How about this? "M" gives me two fucking Sudoku books this year. This is annoying for two reasons #1 I am SO OVER sudoku. #2 He give me the exact smae books LAST YEAR A gift of a book that you gave me last year?? Come on, I didn't want it last year either! Ok, if you're going to give me a book, how about find out if I'm actually into that type of book. If I am, then cool, purchase away. BUT NOT if you gave it to me last year. Lots of thought put into that. Thanks. Also, I'm a snob about certain things, coffe being one of them. HE KNOWS THIS, as my snobery about this he instilled in me. So WHY would he give be some cheap, run-of-the-mill shit, when he KNOWS we only by the good stuff? HUH? WHY? And he give me two Starbucks coffe mugs, which I already had. Nice . . .I gave him some GOOD STUFF. Thoughtful stuff. What did I get? Two stupid books, some shitty coffee, 2 coffee mugs I already had . . . and NO CHRISTMAS SEX. *Big Sigh*

And lastly (actually, It's not last, but I realized how vapid and ungrateful I sound on here, so I'm going to wrap it up) the gift of the GIFT CERTIFICATE, Now, normally I feel like the gift certificate is a cop out. I got this from my mother, who feels like giving a gift certificate is taking the easy way out and doesn't require you to put any thought into a gift. For the most part I agree with her . . . I think when someone gives you a gift certificate to a random place, it's just because they were running out of time, and didn't want to think about a gift, so they picked you up a g/c to Barnes and Noble or something. Now, being the BOOK WHORE that I am, I would probably appreciate that. Or a g/c from someplace like Sephora, because not only am I a book whore, I'm also a make-up whore. I DID receive a Starbucks g/c from my dad and setp-mom, which was greatly appreciated. As they are Mormons and they probably violated like 10 Mormon laws simply by stepping FOOT into a 'Bucks . . . but they know how much I love my coffee, so they did it. Big props to my step-mom, who I guarantee did the shopping.

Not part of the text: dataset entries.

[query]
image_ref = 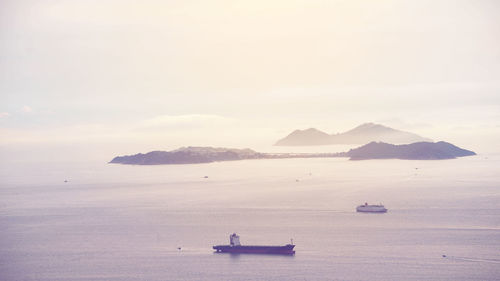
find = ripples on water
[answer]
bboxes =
[1,154,499,280]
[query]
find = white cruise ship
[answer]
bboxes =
[356,202,387,213]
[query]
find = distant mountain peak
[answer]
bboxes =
[291,127,327,134]
[356,122,377,128]
[275,128,331,146]
[346,123,393,133]
[275,123,432,146]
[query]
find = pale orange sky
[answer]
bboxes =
[1,0,499,161]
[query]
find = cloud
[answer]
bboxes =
[0,112,9,118]
[137,114,237,131]
[22,105,32,113]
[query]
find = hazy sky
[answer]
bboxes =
[1,0,499,160]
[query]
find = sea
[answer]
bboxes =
[1,148,499,281]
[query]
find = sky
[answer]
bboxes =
[1,0,499,162]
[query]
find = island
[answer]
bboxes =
[346,141,476,160]
[275,123,432,146]
[109,142,475,165]
[109,146,346,165]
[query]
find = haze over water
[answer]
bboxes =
[1,0,500,280]
[1,151,499,280]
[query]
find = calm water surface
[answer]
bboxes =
[1,154,499,280]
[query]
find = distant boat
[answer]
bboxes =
[213,233,295,255]
[356,202,387,213]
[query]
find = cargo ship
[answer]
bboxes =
[356,202,387,213]
[213,233,295,255]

But back to the erroneous g/c I received . . . Home Depot??? WTF?? If you know me AT ALL, you know that the LAST place on Earth you would find me is HOME DEPOT. I'm sorry, you must have me mixed up with someone who knows what the fuck the difference is between a nut and a washer, or some shit like that. Sorry, NOT ME. I'm convinced the wrong card was given to me by this person, and somewhere out there, some tool-belt weilding, overalls wearing, grease-under-her-fingernails having, Ty Pennington wanna be chick is looking at a Sephora gift card saying "What the fuck??"